Tutuklu gazeteciler Nedim Türfent ve Aziz Oruç’un aileleri hırsızlık, tecavüz ve insan kaçırma gibi birçok suça bulaşmış olanların af edildiğini ama düşüncelerinden dolayı binlerce kişinin ölüme terk edildiğini vurguladı
Siyasi tutukluları kapsamayan infaz yasasına yönelik tepkiler sürüyor. Hasta ve politik tutuklular ile gazeteciler cezaevlerinde bırakılırken, hırsızlık, tecavüz, insan kaçırma ve öldürme, mafya- çete kurma gibi birçok suça bulaşmış olanlar ise af edildi. Mezopotamya Ajansı’na (MA) konuşan gazetecilerin aileleri koronavirüsün geldiği aşamaya dikkat çekerek, elinde kalemi olanın cezaevlerinde ölüme terk edildiğini bir diğer yanda ise insanların canına göz dikenlerin serbest bırakıldığını hatırlattı.
‘Alınan tek tedbir görüş yasağı’
Van Yüksek Güvenlikli Cezaevi’nde tutuklu bulunan gazeteci Nedim Türfent’in ablası Şehristan Türfent, koronavirüsün cezaevleri için tehlike oluşturmaya devam ettiğine dikkat çekerek, cezaevlerinde şimdiye kadar alınan tek tedbirin görüş yasağı olduğunu söyledi. Cezaevlerindeki doluluk oranının olması gerektiğinin 4 katı olduğunu dile getiren Türfent, birçok yetersizliğe daha işaret ederek infaz yasasının ayrımcı olduğunu kaydetti.

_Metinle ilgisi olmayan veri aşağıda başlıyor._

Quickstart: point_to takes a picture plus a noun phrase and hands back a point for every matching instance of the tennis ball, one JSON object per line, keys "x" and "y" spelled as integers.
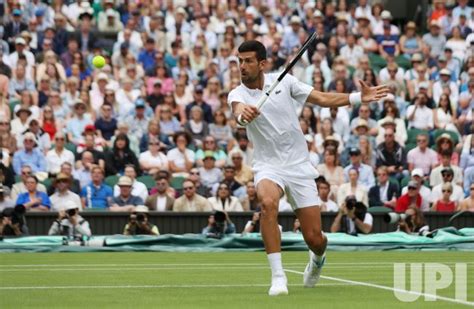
{"x": 98, "y": 61}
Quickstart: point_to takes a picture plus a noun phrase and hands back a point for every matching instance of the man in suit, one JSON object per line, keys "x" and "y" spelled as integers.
{"x": 160, "y": 201}
{"x": 384, "y": 193}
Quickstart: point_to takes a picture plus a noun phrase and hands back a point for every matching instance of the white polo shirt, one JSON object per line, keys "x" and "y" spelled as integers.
{"x": 276, "y": 134}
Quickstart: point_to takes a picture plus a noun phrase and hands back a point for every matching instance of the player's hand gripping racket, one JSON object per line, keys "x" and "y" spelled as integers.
{"x": 288, "y": 67}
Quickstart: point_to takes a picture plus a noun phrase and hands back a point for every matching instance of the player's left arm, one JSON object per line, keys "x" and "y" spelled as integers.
{"x": 366, "y": 95}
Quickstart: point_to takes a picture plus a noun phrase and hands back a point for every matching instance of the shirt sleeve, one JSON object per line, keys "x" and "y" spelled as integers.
{"x": 298, "y": 90}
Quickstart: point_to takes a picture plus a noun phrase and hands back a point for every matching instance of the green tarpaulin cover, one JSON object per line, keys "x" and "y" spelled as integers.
{"x": 444, "y": 239}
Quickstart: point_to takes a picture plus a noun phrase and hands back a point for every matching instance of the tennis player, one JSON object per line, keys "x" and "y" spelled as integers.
{"x": 281, "y": 160}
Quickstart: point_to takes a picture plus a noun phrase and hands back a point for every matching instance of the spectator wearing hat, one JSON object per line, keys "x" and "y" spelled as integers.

‘Bir kez daha haksızlığa uğradılar’
Suç işleyenlerin serbest bırakıldığını, suç işlemeyenlerin de içeride tutulduğunu kaydeden Türfent, “Gazeteciler, akademisyenler, siyasi tutuklular dediğimiz düşünce suçluları, salgın öncesi bile bir an önce bırakılmaları gerektiği konusunda birçok sivil toplum kuruluşu tarafından dile getirildi. Oysa şimdi bir defa daha büyük bir haksızlığa uğradılar. Haksız bir şekilde tutuklanmaları yetmezmiş gibi tüm dünyanın titizlikle atlatmaya çalıştığı bu salgın karşısında Nedim ve Nedim gibi binlerce kişi sağlık tehdidi altında kalmış bulunuyor” dedi.
İnsanlık tarihi açısından son derece önemli olan bir dönemden geçildiğini belirten Türfent, gazeteci, yazar, akademisyen ve siyasi tutukluların özgürlüklerinin iade edilmesi çağrısında bulundu.

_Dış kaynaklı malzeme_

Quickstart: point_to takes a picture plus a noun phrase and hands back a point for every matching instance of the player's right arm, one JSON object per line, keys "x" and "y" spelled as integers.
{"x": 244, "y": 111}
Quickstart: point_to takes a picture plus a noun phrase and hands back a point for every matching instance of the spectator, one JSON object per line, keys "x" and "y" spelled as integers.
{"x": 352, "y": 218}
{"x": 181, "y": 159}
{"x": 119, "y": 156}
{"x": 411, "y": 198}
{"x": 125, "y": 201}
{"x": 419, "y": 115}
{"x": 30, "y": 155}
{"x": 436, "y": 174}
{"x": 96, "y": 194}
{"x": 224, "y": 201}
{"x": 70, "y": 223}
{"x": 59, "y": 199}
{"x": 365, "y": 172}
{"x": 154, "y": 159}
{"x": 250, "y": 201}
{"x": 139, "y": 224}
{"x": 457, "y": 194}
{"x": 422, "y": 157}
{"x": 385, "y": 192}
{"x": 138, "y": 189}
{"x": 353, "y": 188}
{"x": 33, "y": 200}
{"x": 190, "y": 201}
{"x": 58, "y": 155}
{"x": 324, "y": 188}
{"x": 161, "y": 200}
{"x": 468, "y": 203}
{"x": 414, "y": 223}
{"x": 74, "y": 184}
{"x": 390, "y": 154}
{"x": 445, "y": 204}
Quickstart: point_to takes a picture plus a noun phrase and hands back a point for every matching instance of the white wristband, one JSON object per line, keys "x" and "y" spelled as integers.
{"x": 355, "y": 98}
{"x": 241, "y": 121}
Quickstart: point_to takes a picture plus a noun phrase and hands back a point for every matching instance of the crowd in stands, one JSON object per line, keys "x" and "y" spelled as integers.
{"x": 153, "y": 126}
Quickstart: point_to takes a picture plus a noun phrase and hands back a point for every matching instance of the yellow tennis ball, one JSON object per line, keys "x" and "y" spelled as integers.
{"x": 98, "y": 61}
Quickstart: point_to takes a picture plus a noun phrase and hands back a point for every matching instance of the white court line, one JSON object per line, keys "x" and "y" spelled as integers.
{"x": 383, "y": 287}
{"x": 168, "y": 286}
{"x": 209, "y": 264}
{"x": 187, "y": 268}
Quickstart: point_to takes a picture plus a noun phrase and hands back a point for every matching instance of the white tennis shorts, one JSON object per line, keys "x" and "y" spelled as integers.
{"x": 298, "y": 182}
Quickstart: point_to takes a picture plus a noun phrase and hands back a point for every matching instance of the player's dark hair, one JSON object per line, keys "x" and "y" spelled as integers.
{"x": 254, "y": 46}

Durum git gide kötüleşiyor
Patnos L Tipi Kapalı Cezaevi’nde tutuklu bulunan Aziz Oruç’un eşi Hülya Oruç ise, cezaevlerindeki durumun git gide daha da kötüye gittiğine dikkat çekerek, acil adım atma çağrısı yaptı. Oruç, eşi ile konuştuğunda, cezaevinde yaşanan ihlalleri kendisine aktardığını belirterek, “Aziz hasta belirtisi gösterenlerin olduğunu, ancak onlar için bir şe yapılmadığını aktardı. ‘Lağım kokusu var burada. Her gün hepimiz mide bulantısı, ishal vb. sağlık sorunları yaşıyoruz’ bilgilerini bizimle paylaştı. Ayrıca hastalıkla ilgili herhangi bir önlemin olmadığını da söyledi” şeklinde konuştu.

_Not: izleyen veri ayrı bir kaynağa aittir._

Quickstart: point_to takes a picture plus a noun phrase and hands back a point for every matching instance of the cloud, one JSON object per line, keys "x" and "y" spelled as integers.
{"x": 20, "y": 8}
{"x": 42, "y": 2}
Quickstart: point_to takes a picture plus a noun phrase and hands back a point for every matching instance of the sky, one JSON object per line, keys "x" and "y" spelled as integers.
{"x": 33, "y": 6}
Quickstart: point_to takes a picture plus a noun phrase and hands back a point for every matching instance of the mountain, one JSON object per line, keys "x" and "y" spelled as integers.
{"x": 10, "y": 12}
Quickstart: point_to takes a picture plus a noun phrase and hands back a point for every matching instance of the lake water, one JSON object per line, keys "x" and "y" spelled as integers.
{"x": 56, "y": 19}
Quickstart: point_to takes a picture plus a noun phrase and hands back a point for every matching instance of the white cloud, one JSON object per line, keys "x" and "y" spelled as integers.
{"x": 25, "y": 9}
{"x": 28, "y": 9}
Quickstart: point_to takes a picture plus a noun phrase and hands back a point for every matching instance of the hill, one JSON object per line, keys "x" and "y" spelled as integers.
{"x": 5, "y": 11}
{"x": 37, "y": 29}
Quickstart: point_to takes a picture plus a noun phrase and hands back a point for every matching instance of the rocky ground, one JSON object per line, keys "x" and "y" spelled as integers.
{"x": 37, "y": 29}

Hastane talebi kabul edilmiyor
Eşinin başında 2 tane kist olduğunu hatırlatan Oruç, buna rağmen hastane talebinin “baş ağrısı” denilip geçiştirildiğini söyledi. 2016 yıllından beri tanısı konulan kistler için tedavi başvurularının kabul edilmediğini belirten Oruç, eşinin daha kötü bir aşamaya gelmemesi için tedavi görmesi gerektiğini kaydetti.
Hastalığın yanı sıra koronovirüsün ile de uğraşan eşi ve binlerce tutsağın ölüme terk edildiğini belirten Oruç, “Hükümet hiçbir zaman beni şaşırtmadı. Cezaevindekilerin ölmelerini istiyor. Asla aksini düşünmezler. Buna karşını birlik olalım. Aziz gibi binlerce tutuklunun serbest bırakılması için ses olalım” dedi.